How robots are eating the last of America’s—and the world’s—traditional manufacturing jobs.

He describes the emergence of a new robot called Baxter that quickly learns to do simple tasks and costs only $22,000. Mims quotes Erik Brynjolfsson, director of MIT’s Center for Digital Business, who worries about the effect of increasing reliance of technology on the increasing income disparity that is emerging worldwide:

“As an economist, it’s not a bad thing when we get more stuff for less work,” says Brynjolfsson. “That’s what the system is designed to do. The issue is, can we reinvent and redesign our economic institutions to keep pace with this change so not all of the benefits accrue to a very small slice of people?”

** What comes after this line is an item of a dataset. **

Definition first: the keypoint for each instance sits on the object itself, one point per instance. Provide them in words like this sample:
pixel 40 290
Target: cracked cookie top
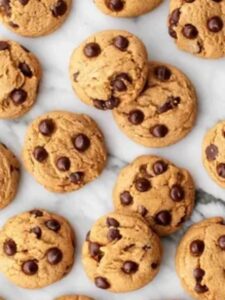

Here’s an example of displacement of human labor by technology that everyone over the age of about 15 can remember. When we moved to our small town eleven years ago, there existed about 6 video rental stores. Each of these stores employed several people. I have no statistics, but let’s suppose the number was about 8 per store. That’s 48 jobs. 

None of these video stores remain. What happened? Principally, Netflix. Netflix exploited a number of weaknesses of the bricks-and-mortar approach to video distribution. First, they eliminated the need for travel entirely. Renting a video from a store required a trip there to pick it out (and usually not with the opportunity to browse availability online beforehand), and a trip to return it. Netflix disassociated travel from video rental.

Second, that return trip generated a great deal of revenue for the video stores due to late fees. I hated, loathed, and despised late fees. They often more than doubled the price. Netflix ingeniously exchanged this for a subscription. I could keep the video as long as I wanted. There was still a penalty; I couldn’t get the next video until I returned the one I had, and I still had to pay the subscription fee. But because the subscription happened automatically (i.e., by software robots rather than by an attendant swiping my card or my cash), it was less painful.

Not only did Netflix somehow figure out how to get the post office to deliver movies on time, they eventually eliminated the need for any wait at all for large swaths of their content via online streaming.

I got convenience and easy access to the world of fine video content, but it was at the cost of roughly forty-eight jobs locally, a number that must be astronomical when multiplied to every city and community across the country. We’ve seen this happen in many other retail fields; think Amazon.

What to do about this? All the cries about the evil one percent are doing nothing to slow the process. In fact, I don’t want to slow the process of technological innovation. But I also don’t want to see millions, perhaps billions of people robbed of the opportunity to do meaningful work, to be productive. I’m skeptical of governments’ redistributive policies. The benefits of these policies accrue mostly to government — the hiring of bureaucrats searching for ever-more-intrusive ways to restrict human liberty. Nor do direct payments to individuals lift them out of poverty, and certainly do not provide them with productive work, in most cases. Instead, they promote the development of generations of free riders. I’d like to believe that Gene Roddenberry’s Star Trek vision of a future in which technology meets the basic needs of all people displaces the need for money, and people are free to pursue their interests. I can’t, however, see the pathway that gets us there.